One of the most renowned juju men and the ex-official witchdoctor of Hearts of Oak, Boko Adjod Aghenu, told me at his shrine two days before the game that he has been supplying juju to both local and foreign clubs. According to him, the rituals depend on how important the game is. “I can take the whole team to the cemetery and ask them to sleep there or I can prepare a juju the goalkeeper has to put in his gloves. I’ve performed such rituals for many teams and players and it has worked well,” says the75-year-old juju man.

Fans are very often part of the rituals, as Samuel Agrew, also known as ‘Obouoh, one-man supporter’, one of the top Black Stars supporters asserts. “Sometimes the witchdoctor tells the supporters to take the juju to the stadium. He may give you a coin and tell you to throw it on the pitch. I’ve travelled a lot with the national team and have experienced these things until I became Christian.”

Does juju help to win matches?

Juju men and those who believe in the power of juju think that it sends spirits to play and determine the outcome of the game. Akim Adu, the self-proclaimed official juju man of Black Stars, whom I met outside the main entrance of Ohene Djan Sports Stadium at the end of the game holding two pigeons in his hands, told me: “I predicted Black Stars [of Ghana] would score three before and it happened; the referee refused the third because of an off-side. The juju already impacted the game before we came here.”

Samuel Afram, a promising young player of Great Horizon football club says: “Juju impacts the outcome of a game. I have experienced this before with Odupon Club [a third division team]. We had a match with ‘Feyenoord’ [a local team] and our manager took us to a juju man who predicted we would win three-nil; it came true. This makes me believe juju is real.”

Many disagree with the power of juju and see it as a mere trick, which plays a psychological role. Former football star Osei Kofi, whom I interviewed at Busy Internet Hall in Accra, says that hard work and training are the best magic. “I have been forced to go through many of these rituals in my career, not as an individual but as a team. But even with juju we failed many times. This reinforces my view that juju doesn’t work. It’s all in the head. It’s psychological.” Osei Kofi, who used to play for both Ghana’s biggest clubs, Asante Kotoko and Hearts of Oak, added, ‘Tomorrow, we will beat Sudan without any juju.” The 60-year-old predicted correctly.

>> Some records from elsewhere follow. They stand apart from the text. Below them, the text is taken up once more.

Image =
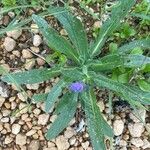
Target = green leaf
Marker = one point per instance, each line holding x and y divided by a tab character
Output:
118	13
74	28
145	86
97	126
142	16
61	105
39	97
64	117
72	74
136	60
127	48
53	95
110	62
54	40
31	76
132	93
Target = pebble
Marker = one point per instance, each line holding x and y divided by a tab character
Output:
15	128
23	108
22	96
26	54
14	34
69	133
2	100
85	145
101	105
146	144
137	142
34	28
32	86
29	64
37	40
34	145
43	119
8	140
62	143
118	127
5	119
4	92
136	129
50	144
36	111
31	132
9	44
21	139
142	114
72	140
35	49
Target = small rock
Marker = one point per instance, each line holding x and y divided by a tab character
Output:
16	128
35	49
97	24
22	96
8	140
14	34
101	105
43	118
137	142
72	140
85	145
36	111
34	28
31	132
136	129
34	145
9	44
37	40
69	133
5	119
118	127
4	92
50	144
21	139
146	144
26	54
142	114
29	64
62	143
40	61
32	86
63	32
2	100
23	108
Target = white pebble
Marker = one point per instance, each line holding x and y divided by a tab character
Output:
37	40
9	44
118	127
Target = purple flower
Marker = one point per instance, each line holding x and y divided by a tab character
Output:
76	87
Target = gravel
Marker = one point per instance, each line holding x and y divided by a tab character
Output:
9	44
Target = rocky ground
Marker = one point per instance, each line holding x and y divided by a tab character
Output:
25	129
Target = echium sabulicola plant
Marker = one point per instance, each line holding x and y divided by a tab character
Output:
84	71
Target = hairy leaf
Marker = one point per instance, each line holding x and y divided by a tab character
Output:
97	126
132	93
118	13
53	95
127	48
63	118
31	76
54	40
74	28
39	97
110	62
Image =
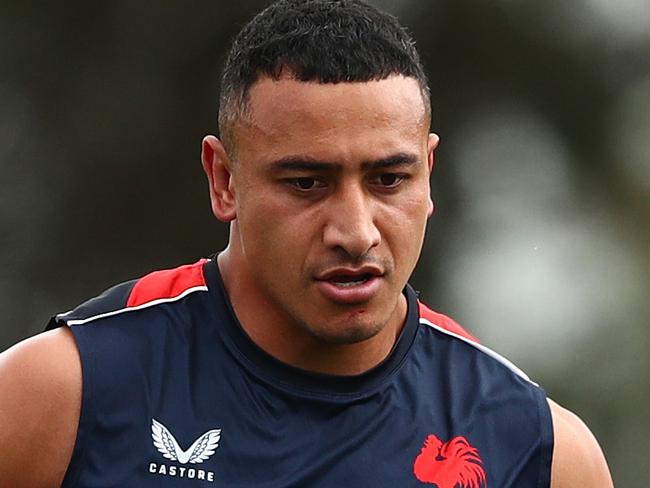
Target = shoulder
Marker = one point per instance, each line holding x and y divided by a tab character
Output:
577	457
163	286
41	384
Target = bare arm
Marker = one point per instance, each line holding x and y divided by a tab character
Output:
40	401
577	457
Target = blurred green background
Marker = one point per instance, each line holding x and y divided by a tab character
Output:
541	240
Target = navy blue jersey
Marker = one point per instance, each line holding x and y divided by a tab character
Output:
176	394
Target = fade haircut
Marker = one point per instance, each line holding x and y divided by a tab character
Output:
323	41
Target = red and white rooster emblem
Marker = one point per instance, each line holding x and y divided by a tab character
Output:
452	464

It has long been commonplace for Ghanaian football clubs to turn to witchcraft, or juju, to gain a competitive edge. Ghanaians stand divided on the issue of its influence on the outcome of a game. Juju is not unique to Ghanaian football; but it is most commonly practiced in West African countries. Although its impact on the game is contested, there is no sign of it falling away from African football, especially in Ghana.